The art of matcha is mindful and slow, like that of a spring sprout patiently growing and stretching its roots and leaves. First, we warm the matcha bowl and dry it. We place the sieve and softly press the matcha into a fine powder. Water, that has been warmed ever so slightly, is splashed on the green tea powder and slowly stirred into a paste with the bamboo whisk (traditionally known as a “chasen”). More water is added and then we move the whisk (gracefully yet with vigor) in the shape of the letter “M” as the froth appears and the matcha cools.
Handcrafted from pieces of bamboo, the whisk is both functional and sculptural. Light as air, this traditional tool has the ability to transform water and green tea powder into a smooth and creamy sip with a pleasing froth. As I was quite curious to dive deep into the details on this tool, I connected with the knowledgeable Sales manager and Tea Consultant at Ippodo, Tomoko Honda. She so graciously answered my questions that are shared below. Also, to peek more closely at Ippodo's whisks, visit this page.
Q: When should you replace the chasen?
A: The chasen should be replaced when the tips begin to thin out or get broken.
Q: What do the numbers listed in the chasen description reference (i.e. 80, 100, 120). And which is the best?
A: They reference the number of tips and the thickness of the handle. At Ippodo we only carry chasens from 80 to 120. The most popular one at Ippodo is 80 tips (maybe because of the price), but it does not mean 80 tips is better than 100 tips or 120 tips. It is all about each one's preference.

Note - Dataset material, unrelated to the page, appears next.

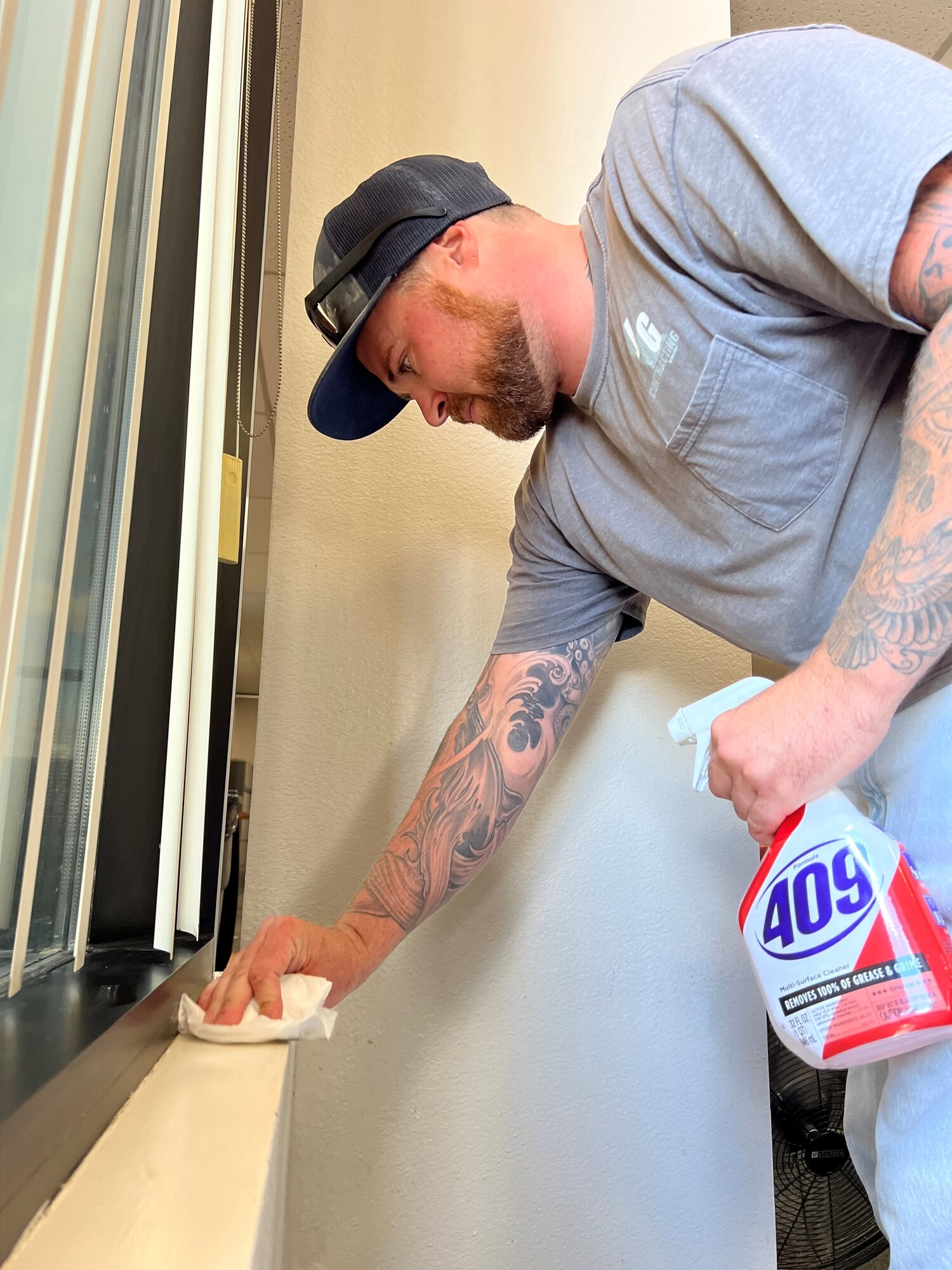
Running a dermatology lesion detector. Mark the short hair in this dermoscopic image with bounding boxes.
[393,203,539,291]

If you like very foamy matcha, 100 tips or 120 tips would be recommended.
Q: Do the different chasens lead to different end results (is it a thicker to thinner sip?)

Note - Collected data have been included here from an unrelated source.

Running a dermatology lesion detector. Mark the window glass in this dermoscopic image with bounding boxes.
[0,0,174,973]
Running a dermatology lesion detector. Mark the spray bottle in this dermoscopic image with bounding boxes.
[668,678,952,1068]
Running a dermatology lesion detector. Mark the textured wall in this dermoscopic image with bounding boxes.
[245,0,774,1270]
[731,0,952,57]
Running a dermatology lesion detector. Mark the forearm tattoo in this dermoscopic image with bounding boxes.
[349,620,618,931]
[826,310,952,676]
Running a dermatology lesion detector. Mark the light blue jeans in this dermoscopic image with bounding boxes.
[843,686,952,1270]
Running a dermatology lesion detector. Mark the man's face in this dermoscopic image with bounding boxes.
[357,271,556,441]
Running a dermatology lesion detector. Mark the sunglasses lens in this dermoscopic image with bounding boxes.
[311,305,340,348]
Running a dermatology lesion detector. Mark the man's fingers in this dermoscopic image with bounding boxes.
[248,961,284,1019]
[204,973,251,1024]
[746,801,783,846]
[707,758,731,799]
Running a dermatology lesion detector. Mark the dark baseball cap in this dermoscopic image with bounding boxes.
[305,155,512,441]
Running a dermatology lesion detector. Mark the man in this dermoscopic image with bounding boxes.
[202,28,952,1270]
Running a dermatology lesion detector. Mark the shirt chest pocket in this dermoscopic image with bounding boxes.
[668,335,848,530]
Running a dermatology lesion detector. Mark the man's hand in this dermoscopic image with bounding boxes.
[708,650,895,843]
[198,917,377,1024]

Yes. The bigger the number of tips, the more foamy matcha you will get. (Of course, the foam largely depends on how you whisk)
Q: I have heard that if you whisk the matcha too long that it becomes bitter. If so, why?
A: We do not have any scientific proof, but that is an age-old belief. It might because if you whisk longer, matcha powder is exposed to air for more time and becomes oxidized. The best way is to whisk quickly.
Q: How are the chasens made?
A: Made from one bamboo, all procedures handmade:
-Dry bamboo and cut into the appropriate length
-Cut into the number of tips (80, 100, 120...)
-Make the head part of the tips thinner
-Divide the tips to outer side and inner side
-Bind with a band the lowest part of the tips
Q: I have noticed that Ippodo carries whisks made in both Korea and Japan. What is the difference between the two?
A: Korean whisks are made in Korea with Korean bamboo and Japanese whisks are made in Japan with Japanese bamboo.But Japanese artisans went to Korea and taught them how to make the whisk from A to Z
Q: When making usucha (thinner matcha), it is recommended to vigorously whisk in the shape of an M, but for koicha (thick matcha) is it recommend to whisk slowly back and forth. Why?
A: If you do the same motion with koicha, you cannot mix because you have too little water. To mix matcha and water perfectly for koicha, the motion is like kneading rather than whisking.